Getting Started: A Quick Guide

1. Obtain Your Google Gemini API Key

Follow these simple steps to acquire your API key:

  1. Sign in to Google AI Studio.
  2. Click "Create API Key."
  3. Copy and securely store your API key. Never disclose your API key publicly.

2. Set Up Your Python Environment (Python 3.10+ Required)

Prepare your python virtual environment:

python -m venv venv
source venv/bin/activate  # On Windows, use `venv\Scripts\activate.bat`
pip install --upgrade ai-sub

3. Execute the Script

Run the application with your video file:

ai-sub --api_key=YOUR_API_KEY "path/to/your/video.mp4"

Note: Replace YOUR_API_KEY with your actual Google Gemini API key and "path/to/your/video.mp4" with the full path to your video file.


Known Limitations

  1. Timestamp Accuracy: Subtitle timestamps may exhibit inaccuracies.

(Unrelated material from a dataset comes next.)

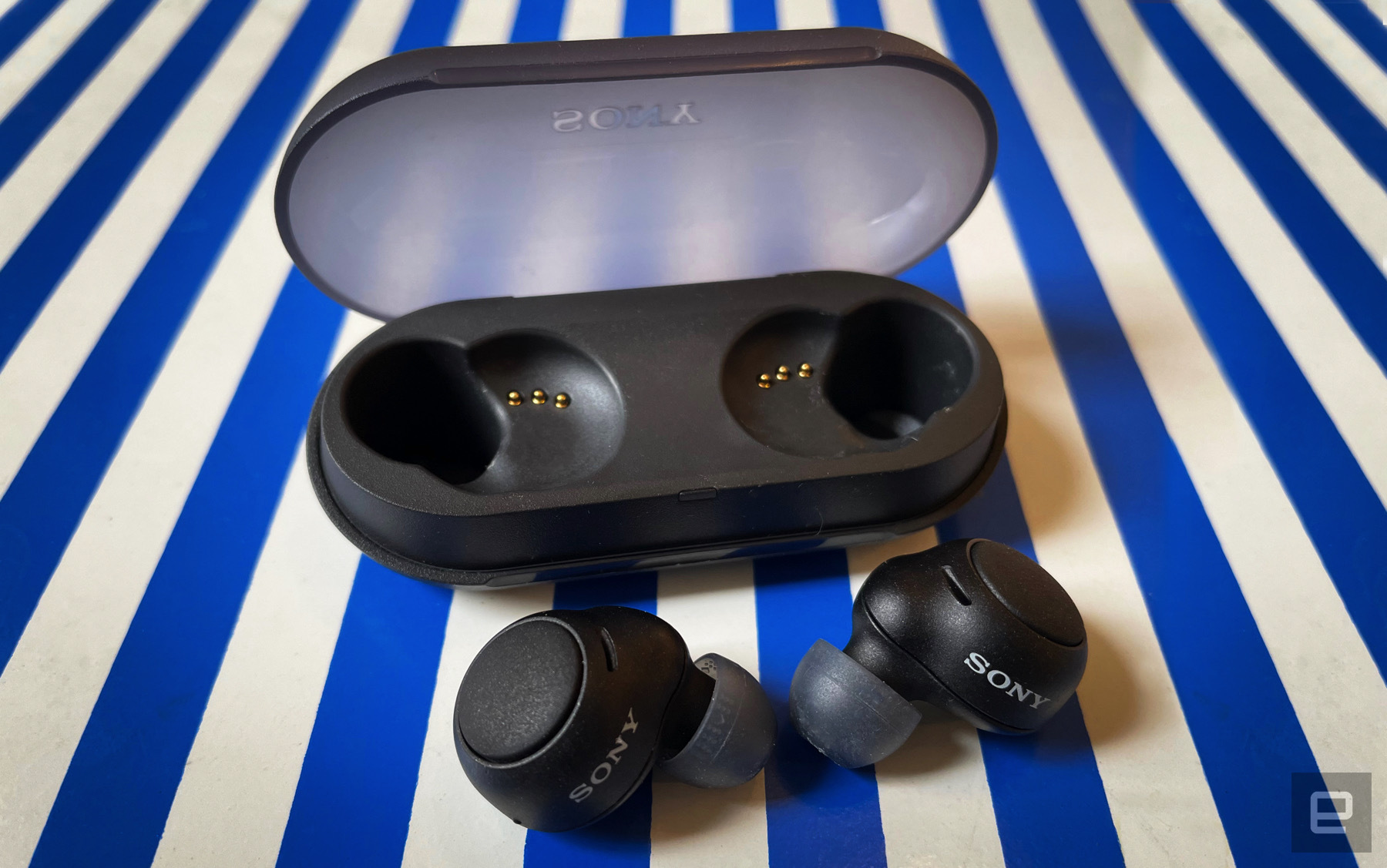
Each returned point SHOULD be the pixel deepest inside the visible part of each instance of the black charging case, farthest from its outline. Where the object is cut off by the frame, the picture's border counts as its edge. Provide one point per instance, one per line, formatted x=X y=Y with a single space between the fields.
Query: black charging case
x=530 y=412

This is an inherent characteristic of the Gemini AI model.

    • Observations indicate that shorter video segments generally lead to improved timestamp accuracy.
    • Requesting second-level precision for timestamps generally yields more accurate results compared to millisecond-level precision from the model. Consequently, the current implementation is designed to request second-level timestamps.
  2. AI Hallucinations: Like all AI models, Gemini may occasionally produce "hallucinations" or inaccurate information. This is a known characteristic of current AI technology.

If you encounter issues related to these limitations, consider re-processing specific video segments as detailed in the "Re-processing Specific Video Segments" section below.


Re-processing Specific Video Segments

Intermediate files generated during processing are stored in the temporary directory, which defaults to tmp_<input_file_name> but can be specified using the --temp_dir CLI flag. Users can examine these part_XXX.json files within this directory to review the AI's results for individual segments. To re-process a specific video segment, simply delete its corresponding part_XXX.json file. Upon subsequent execution, the script will automatically re-process only those segments for which the part_XXX.json file is absent.